It would greatly help debug this if you include examples of such filenames that give you trouble. However, I have a good idea on what is probably happening here.
This problems seem to appear on folders that start with r
or t
on their names. Also, as they are folders, on their full path name they are preceded by a \
character (for example "\thisFolder"
, or similar). This is true in the case of a Windows environment, as they use \
for separating paths contrary to *nix systems that use the regular slash /
.
Considering these things, seems that perhaps you are experiencing this as \r
and \t
are both special characters that mean Carriage Return and Tabulation, respectively. If this is the case many file openers will have trouble processing such file name.
Even more, I would not be surprised if you got the same errors on folders that begin with n
or other letters that when concatenated to a backslash give special characters (\n
is new line, \s
is a white space, etc.).
To overcome this seems that you will need to escape your backslash character before passing it as a filename.
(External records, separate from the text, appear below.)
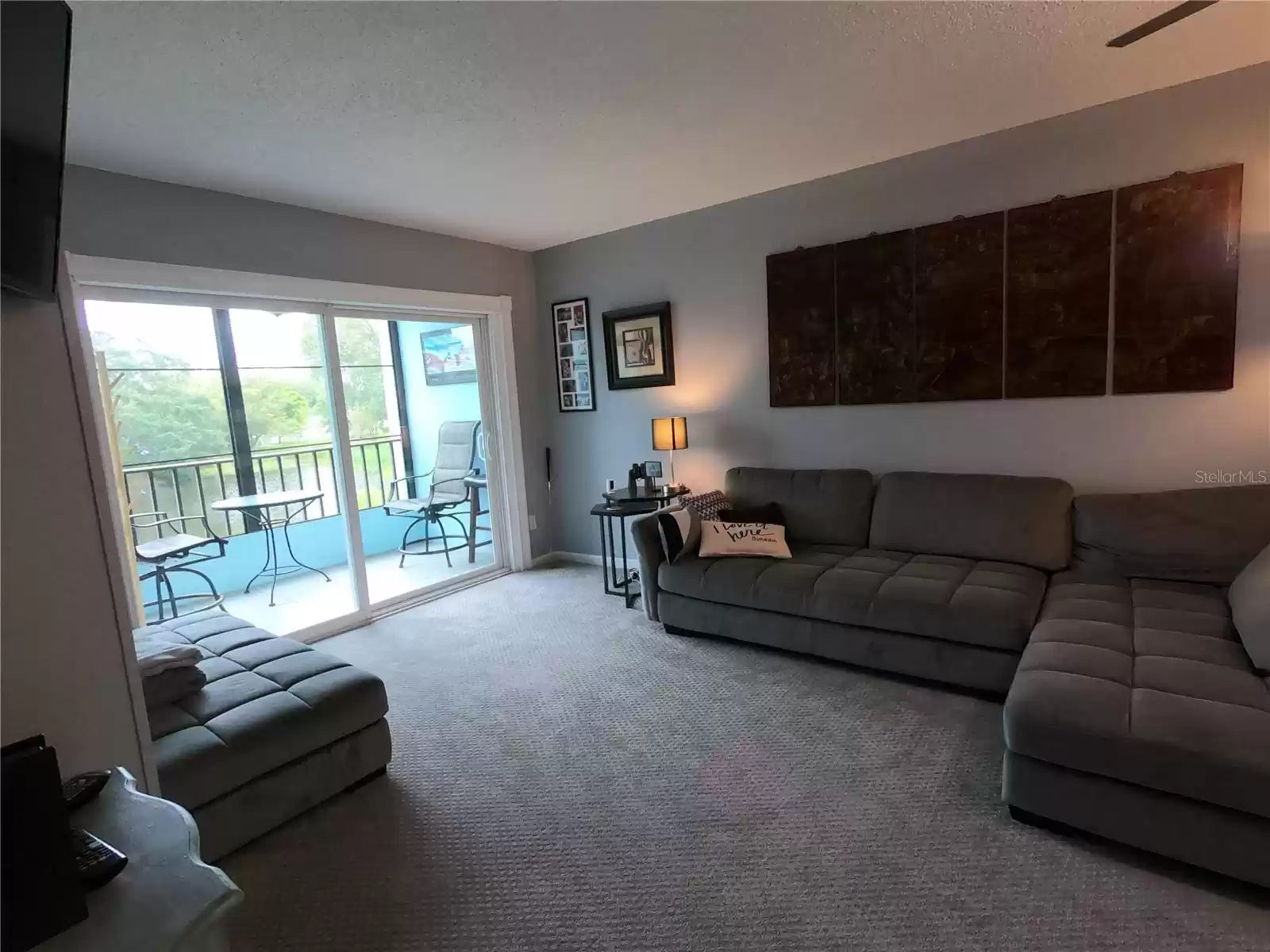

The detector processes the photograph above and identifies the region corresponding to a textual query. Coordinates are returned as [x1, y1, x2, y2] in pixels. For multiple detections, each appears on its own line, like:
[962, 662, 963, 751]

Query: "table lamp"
[652, 416, 688, 486]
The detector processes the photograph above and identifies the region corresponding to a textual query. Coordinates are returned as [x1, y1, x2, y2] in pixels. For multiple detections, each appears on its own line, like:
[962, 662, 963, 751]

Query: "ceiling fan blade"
[1107, 0, 1217, 48]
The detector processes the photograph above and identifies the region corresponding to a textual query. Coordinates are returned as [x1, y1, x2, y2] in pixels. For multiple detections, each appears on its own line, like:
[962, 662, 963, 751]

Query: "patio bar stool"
[129, 512, 227, 622]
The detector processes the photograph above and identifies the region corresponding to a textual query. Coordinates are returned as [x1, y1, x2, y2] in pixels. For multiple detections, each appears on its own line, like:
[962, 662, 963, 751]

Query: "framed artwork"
[605, 301, 675, 390]
[419, 324, 476, 387]
[551, 297, 595, 413]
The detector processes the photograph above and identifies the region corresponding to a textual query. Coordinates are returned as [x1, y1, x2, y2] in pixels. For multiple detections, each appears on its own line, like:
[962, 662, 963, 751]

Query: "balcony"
[122, 436, 494, 635]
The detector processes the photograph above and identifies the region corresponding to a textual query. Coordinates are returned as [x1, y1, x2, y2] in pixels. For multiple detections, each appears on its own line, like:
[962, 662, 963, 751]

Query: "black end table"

In python, an escaped backslash is "\\"
. In addition, you can also opt to pass a Raw string instead, by adding the r
prefix to your string, something like r"\a\raw\string"
. More information on escaping and raw string can be found on this question and answers.
I want to know if there are some specified rules on the filenames which should be avoided and otherwise would lead to such reading error in python,
As mentioned, you should avoid this with characters that have a special meaning with a backslash. I suggest you check here to see the characters Python accepts like this, so you can refrain from using such characters (or well use raw strings and forget about this problem).